Así pues, la razón de que esté
siempre en nuestra mano el desarrollo
y la mejora de nuestros países tiene, al final, poco que ver con el sistema
monetario. Podemos seguir desarrollando y mejorando nuestro países, porque no
nos hemos quedado sin recursos materiales y sin recursos humanos; porque no nos
hemos quedado sin la capacidad para invertir nuestros recursos nacionales
inteligentemente en la construcción de un futuro mejor; porque el progreso real
es mejor que el estancamiento y el declive; y porque nuestros sistemas de
administración y gobierno son todavía lo suficientemente eficaces para
desempeñar la tarea, siempre que se ven estimulados y animados por una opinión
pública vigorosa, organizada y movilizada que sabe lo que quiere.

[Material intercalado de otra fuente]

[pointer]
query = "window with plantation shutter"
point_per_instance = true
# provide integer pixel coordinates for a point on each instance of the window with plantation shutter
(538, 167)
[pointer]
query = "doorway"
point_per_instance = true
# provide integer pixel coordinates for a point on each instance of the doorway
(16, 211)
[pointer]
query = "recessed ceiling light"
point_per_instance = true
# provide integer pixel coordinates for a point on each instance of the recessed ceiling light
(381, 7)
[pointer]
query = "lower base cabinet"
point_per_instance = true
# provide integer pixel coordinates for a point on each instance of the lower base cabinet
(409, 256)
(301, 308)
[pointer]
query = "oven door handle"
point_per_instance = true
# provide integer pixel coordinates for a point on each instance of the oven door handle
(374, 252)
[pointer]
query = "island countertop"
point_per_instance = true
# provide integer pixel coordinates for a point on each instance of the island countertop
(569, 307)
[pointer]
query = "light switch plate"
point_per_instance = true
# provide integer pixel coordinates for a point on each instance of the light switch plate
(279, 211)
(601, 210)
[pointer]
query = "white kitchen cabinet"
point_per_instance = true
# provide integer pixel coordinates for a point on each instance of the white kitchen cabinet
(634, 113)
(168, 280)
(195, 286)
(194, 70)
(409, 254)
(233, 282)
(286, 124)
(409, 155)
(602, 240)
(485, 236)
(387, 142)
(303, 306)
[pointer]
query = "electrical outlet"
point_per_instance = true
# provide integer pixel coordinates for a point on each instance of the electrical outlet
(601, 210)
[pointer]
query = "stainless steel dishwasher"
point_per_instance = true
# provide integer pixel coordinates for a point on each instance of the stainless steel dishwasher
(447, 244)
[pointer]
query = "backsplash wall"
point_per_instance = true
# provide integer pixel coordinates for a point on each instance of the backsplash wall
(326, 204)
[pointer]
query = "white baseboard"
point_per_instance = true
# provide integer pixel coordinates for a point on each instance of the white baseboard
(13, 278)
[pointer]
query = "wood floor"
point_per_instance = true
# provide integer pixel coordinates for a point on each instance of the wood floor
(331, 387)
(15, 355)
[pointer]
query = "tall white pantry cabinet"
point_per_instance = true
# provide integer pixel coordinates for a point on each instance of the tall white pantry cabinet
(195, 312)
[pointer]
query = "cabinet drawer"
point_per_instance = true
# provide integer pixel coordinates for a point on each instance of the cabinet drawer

Sin embargo, cuando nos quedamos
sin inteligencia, o sin voluntad de cooperación, entonces carece ya de
importancia la riqueza material y humana de que dispongamos, o el tipo de
sistema monetario que tengamos. El aislamiento social, la ignorancia, la falta
de espíritu comunitario, la rabia solitaria y el imperio de perspectivas de
laissez faire radicalmente individualistas que atomizan y debilitan a la
opinión pública son otras tantas formas de pobreza nacional. Si seguimos
sucumbiendo a los ubicuos mensajes del sistema granempresarial de organización
del ocio, que nos inducen a pensar antisocialmente de manera individualista, a despreciar
lo que queda de nuestras instituciones democráticas y a nuestros conciudadanos,
a entronizar la dominación y la subordinación interpersonales, a desdeñar la
igualdad, a sumirnos en la superficialidad y en la barbarie imbécil, a valorar
la autoafirmación vana por encima de la cooperación; si seguimos sucumbiendo a
todo eso, entonces degradaremos horriblemente el valor de los recursos que
todavía poseemos en abundancia.
Dan Kervick es doctor en filosofía por la
Universidad de Massachusetts, especialista en la filosofía de David Hume. Sus
áreas de investigación son la teoría de la decisión racional y la metafísica
analítica, y colabora regularmente en el blog de teoría económica
postkeynesiana New Economic Perspectives.